I’ve been so very good. Never have I been inappropriate with a student, even though I've left many students disappointed because of that. I enjoy my job. That’s why this career is my chosen path, despite other things that have paid more, taken less of my time. I’ve been very good so that I won’t jeopardize that. Nothing has ever tempted me.
But now I know I’m in too deep.
On the outside, I’m professional. I finish the lecture, talk over the syllabus, give out my first paper — to be done in class — and another to be brought to the next class. I like to see where my students are. Pressure and preparation can show you two sides of someone, and I like to gauge both with those writing assignments.
I try to catch another glimpse of Emmaline, but where she’s seated, I can’t see her. I keep my cool, figuring I’ll find her after class.
But I did a number on her. She’s gone before most of the rest of the class is. Damn.
I head back to my office, and I find a grainy picture of her in the student directory. It doesn’t do her justice.
I plug her name into Facebook, something I haven’t visited in a while. Too much annoying political drama…but sure enough, we have a mutual friend.
Joelle Travers is Emmaline’s mother.
Fuck.
I should be thinking about how I need to stay away.
Instead, I’m thinking about when I’ll see her again.
Emmaline
I’m never late for class!
And late on the first day of class?
The class that I’m looking forward to way too much?
I got a little too excited last night, and then I overslept. I desperately needed that coffee with Delia, but I didn’t make it because I just kept falling back asleep. I woke up several times, checked my phone, no big deal. Then I miss my alarm entirely because I still don't have a roommate to make me wake up, and if it wasn’t for Delia attempting to beat down my door, I’d possibly still be asleep.
Dr. Ethan. His name is written on the board, and that’s when I realize, Dr. Ethan Wesley likes to be called by his first name. I’ve had other teachers like that, and it was nice then. With all the stress of college, it isn’t so bad when a teacher wants to be a little informal.
But with him?
“Lateness is another thing that will not be tolerated, which, if you arrived on time, you’d know…” He pauses for my name. God, I see all kinds of people in the room, fawning over him, and here I am, thinking about how sensual his voice is.
Oh, shit. I should actually answer.
“Emmaline,” I say my name quickly. “Emmaline Travers.” I say my first and last name for him in this too quiet classroom. No one is moving a muscle, either transfixed or paralyzed by him.

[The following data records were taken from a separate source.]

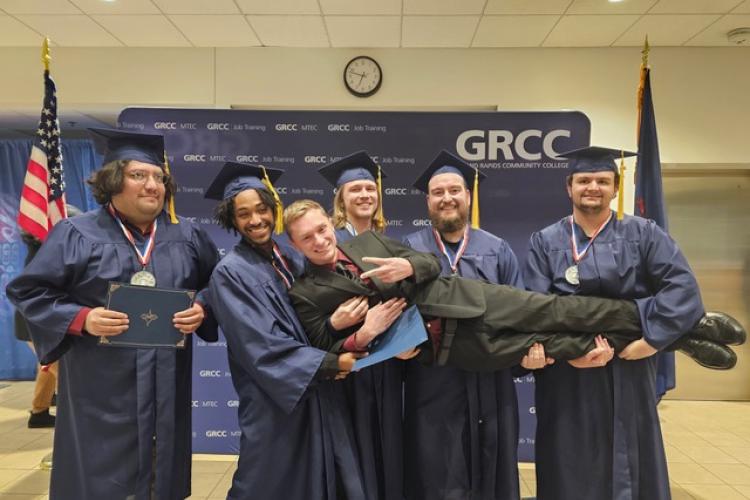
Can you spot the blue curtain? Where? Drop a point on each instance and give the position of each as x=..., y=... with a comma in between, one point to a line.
x=79, y=160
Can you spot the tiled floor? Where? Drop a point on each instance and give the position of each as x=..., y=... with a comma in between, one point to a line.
x=708, y=449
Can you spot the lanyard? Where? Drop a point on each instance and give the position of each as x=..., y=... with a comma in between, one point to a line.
x=578, y=255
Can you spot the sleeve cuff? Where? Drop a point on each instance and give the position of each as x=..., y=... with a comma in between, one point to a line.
x=76, y=326
x=328, y=368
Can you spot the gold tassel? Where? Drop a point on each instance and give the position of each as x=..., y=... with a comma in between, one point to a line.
x=170, y=202
x=475, y=201
x=379, y=217
x=279, y=223
x=621, y=189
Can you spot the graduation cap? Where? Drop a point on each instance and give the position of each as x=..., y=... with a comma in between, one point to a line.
x=594, y=159
x=355, y=167
x=447, y=163
x=598, y=159
x=233, y=178
x=115, y=144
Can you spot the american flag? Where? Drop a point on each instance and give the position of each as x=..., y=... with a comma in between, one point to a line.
x=43, y=193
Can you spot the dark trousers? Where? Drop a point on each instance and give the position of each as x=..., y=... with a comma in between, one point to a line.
x=516, y=319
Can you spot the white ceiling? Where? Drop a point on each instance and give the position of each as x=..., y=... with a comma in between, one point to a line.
x=370, y=23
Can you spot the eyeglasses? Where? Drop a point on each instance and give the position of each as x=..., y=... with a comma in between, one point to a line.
x=142, y=177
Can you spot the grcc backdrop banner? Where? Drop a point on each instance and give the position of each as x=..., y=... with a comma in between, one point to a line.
x=524, y=191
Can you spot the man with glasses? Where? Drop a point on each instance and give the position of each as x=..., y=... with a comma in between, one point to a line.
x=123, y=421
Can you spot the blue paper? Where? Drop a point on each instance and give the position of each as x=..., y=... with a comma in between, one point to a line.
x=406, y=333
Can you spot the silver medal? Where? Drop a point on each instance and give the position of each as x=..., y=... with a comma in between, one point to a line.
x=143, y=278
x=571, y=275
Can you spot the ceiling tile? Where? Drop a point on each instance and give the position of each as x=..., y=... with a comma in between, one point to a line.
x=364, y=31
x=216, y=31
x=526, y=7
x=197, y=6
x=39, y=7
x=143, y=31
x=513, y=31
x=294, y=7
x=70, y=31
x=665, y=29
x=693, y=6
x=438, y=31
x=443, y=7
x=588, y=31
x=14, y=34
x=129, y=7
x=716, y=34
x=603, y=7
x=290, y=31
x=360, y=7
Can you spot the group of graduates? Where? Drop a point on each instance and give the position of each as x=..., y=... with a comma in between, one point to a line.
x=440, y=421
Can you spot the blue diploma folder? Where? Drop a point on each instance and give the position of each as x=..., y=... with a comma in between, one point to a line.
x=150, y=312
x=407, y=332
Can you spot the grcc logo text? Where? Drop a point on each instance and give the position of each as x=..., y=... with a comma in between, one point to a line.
x=338, y=127
x=316, y=159
x=165, y=125
x=217, y=126
x=247, y=158
x=286, y=127
x=194, y=158
x=479, y=145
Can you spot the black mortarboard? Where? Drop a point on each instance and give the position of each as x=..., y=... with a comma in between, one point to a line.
x=446, y=163
x=594, y=159
x=357, y=166
x=234, y=178
x=115, y=144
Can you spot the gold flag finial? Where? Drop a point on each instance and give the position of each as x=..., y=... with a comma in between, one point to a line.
x=46, y=58
x=644, y=52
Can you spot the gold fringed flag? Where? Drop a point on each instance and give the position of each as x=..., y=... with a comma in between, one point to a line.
x=475, y=200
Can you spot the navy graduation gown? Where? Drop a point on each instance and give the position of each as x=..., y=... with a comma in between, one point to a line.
x=598, y=433
x=114, y=404
x=461, y=428
x=296, y=440
x=374, y=398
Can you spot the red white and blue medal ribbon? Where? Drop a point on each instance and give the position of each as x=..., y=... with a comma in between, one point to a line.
x=459, y=253
x=571, y=273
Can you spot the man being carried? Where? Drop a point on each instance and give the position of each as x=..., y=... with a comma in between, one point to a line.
x=481, y=326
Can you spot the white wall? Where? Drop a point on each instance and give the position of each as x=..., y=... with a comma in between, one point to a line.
x=702, y=95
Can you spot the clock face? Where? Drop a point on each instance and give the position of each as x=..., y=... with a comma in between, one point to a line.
x=362, y=76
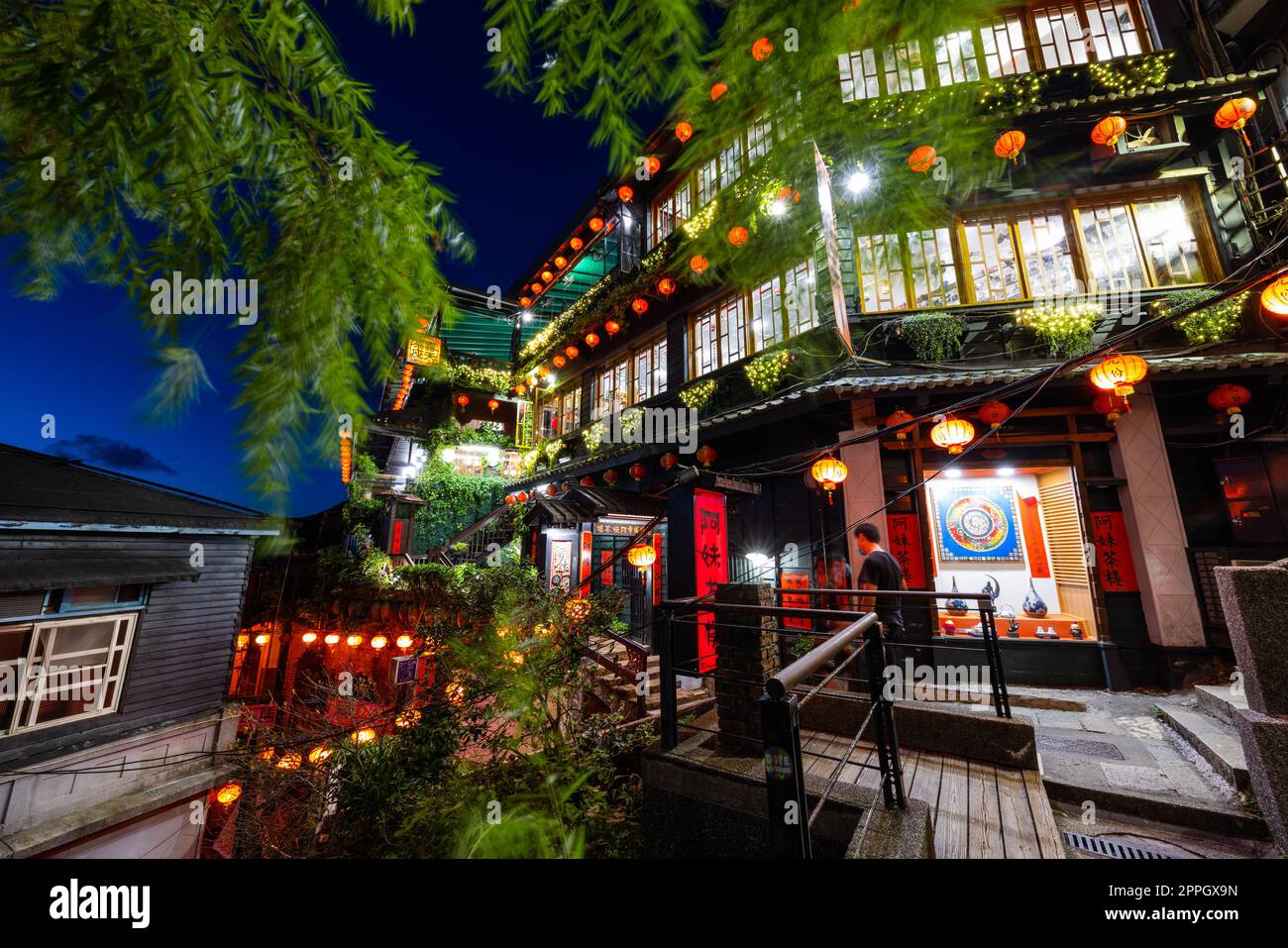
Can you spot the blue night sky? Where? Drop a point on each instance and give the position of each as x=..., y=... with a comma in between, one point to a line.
x=516, y=175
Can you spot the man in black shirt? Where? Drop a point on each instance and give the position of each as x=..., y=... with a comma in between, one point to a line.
x=880, y=571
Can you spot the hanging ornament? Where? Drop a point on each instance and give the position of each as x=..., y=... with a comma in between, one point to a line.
x=829, y=472
x=1235, y=114
x=953, y=434
x=1108, y=130
x=900, y=420
x=1010, y=145
x=993, y=414
x=922, y=158
x=1120, y=373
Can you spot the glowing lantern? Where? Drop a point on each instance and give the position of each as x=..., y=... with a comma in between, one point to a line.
x=1109, y=130
x=993, y=414
x=953, y=434
x=1231, y=399
x=900, y=420
x=1120, y=373
x=642, y=558
x=922, y=158
x=1274, y=298
x=1009, y=145
x=1235, y=114
x=829, y=472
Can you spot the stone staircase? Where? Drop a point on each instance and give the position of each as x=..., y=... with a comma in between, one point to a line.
x=1210, y=729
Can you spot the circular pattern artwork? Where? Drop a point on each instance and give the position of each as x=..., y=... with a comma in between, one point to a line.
x=977, y=523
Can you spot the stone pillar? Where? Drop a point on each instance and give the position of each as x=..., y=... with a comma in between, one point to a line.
x=1154, y=527
x=746, y=657
x=1254, y=600
x=863, y=488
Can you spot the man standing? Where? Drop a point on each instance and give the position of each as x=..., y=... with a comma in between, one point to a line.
x=880, y=571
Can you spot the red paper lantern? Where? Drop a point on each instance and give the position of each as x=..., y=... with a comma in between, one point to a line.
x=922, y=158
x=1108, y=130
x=993, y=414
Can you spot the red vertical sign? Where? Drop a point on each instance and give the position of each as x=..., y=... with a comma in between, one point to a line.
x=711, y=559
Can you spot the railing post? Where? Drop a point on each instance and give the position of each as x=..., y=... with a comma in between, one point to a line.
x=666, y=656
x=883, y=721
x=785, y=779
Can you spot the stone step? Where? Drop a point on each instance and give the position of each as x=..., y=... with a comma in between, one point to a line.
x=1214, y=740
x=1222, y=702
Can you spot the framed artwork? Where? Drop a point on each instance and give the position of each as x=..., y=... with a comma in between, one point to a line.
x=977, y=524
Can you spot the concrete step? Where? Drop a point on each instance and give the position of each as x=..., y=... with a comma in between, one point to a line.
x=1214, y=740
x=1222, y=702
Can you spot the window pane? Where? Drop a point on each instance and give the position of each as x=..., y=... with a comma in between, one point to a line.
x=1112, y=257
x=881, y=273
x=934, y=274
x=1170, y=243
x=991, y=250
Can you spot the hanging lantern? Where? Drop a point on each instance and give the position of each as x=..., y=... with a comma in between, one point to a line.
x=900, y=420
x=1009, y=145
x=922, y=158
x=1231, y=399
x=642, y=558
x=1109, y=130
x=1235, y=114
x=993, y=414
x=1120, y=372
x=1274, y=298
x=829, y=472
x=953, y=434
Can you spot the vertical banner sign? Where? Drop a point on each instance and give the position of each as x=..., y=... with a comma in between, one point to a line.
x=711, y=562
x=905, y=544
x=1113, y=553
x=832, y=249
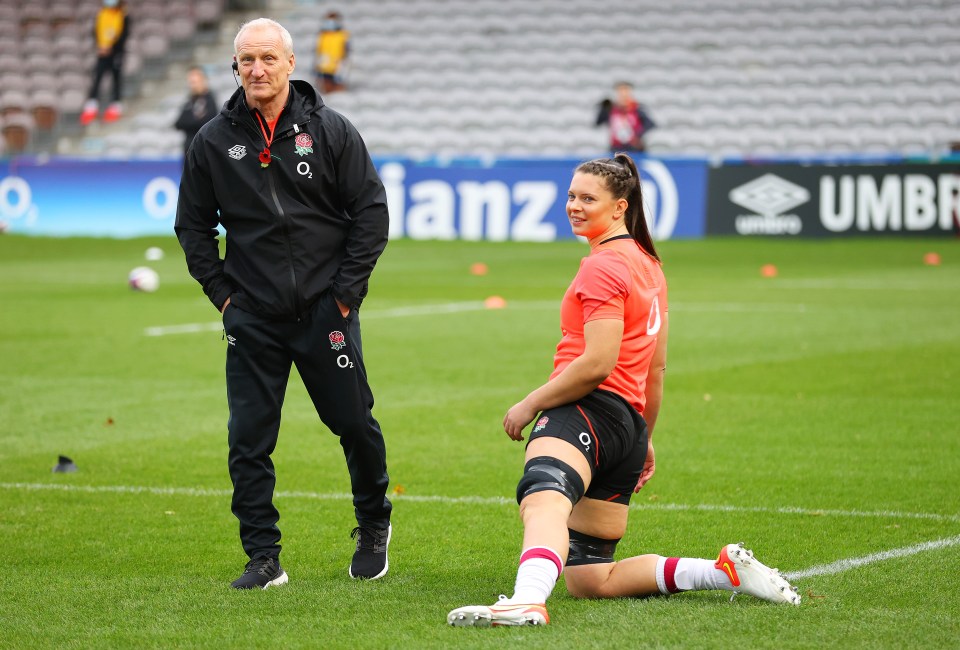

I sit down behind someone, trying to keep my eyes off of him.
But that’s not enough.
I’m taking notes through class, getting to know what his course is going to be like. How am I supposed to focus on this class when the sound of his voice stops my pen and puts my heart in overdrive?
I keep trying to take notes, leaving ten of the graph squares on my note paper blank for marking up and calling out things later. I’ve never sat in any lecture and started to lose track of what the teacher was saying. Yet, here I am, hanging onto Dr. Ethan’s every word and forgetting to even write things down.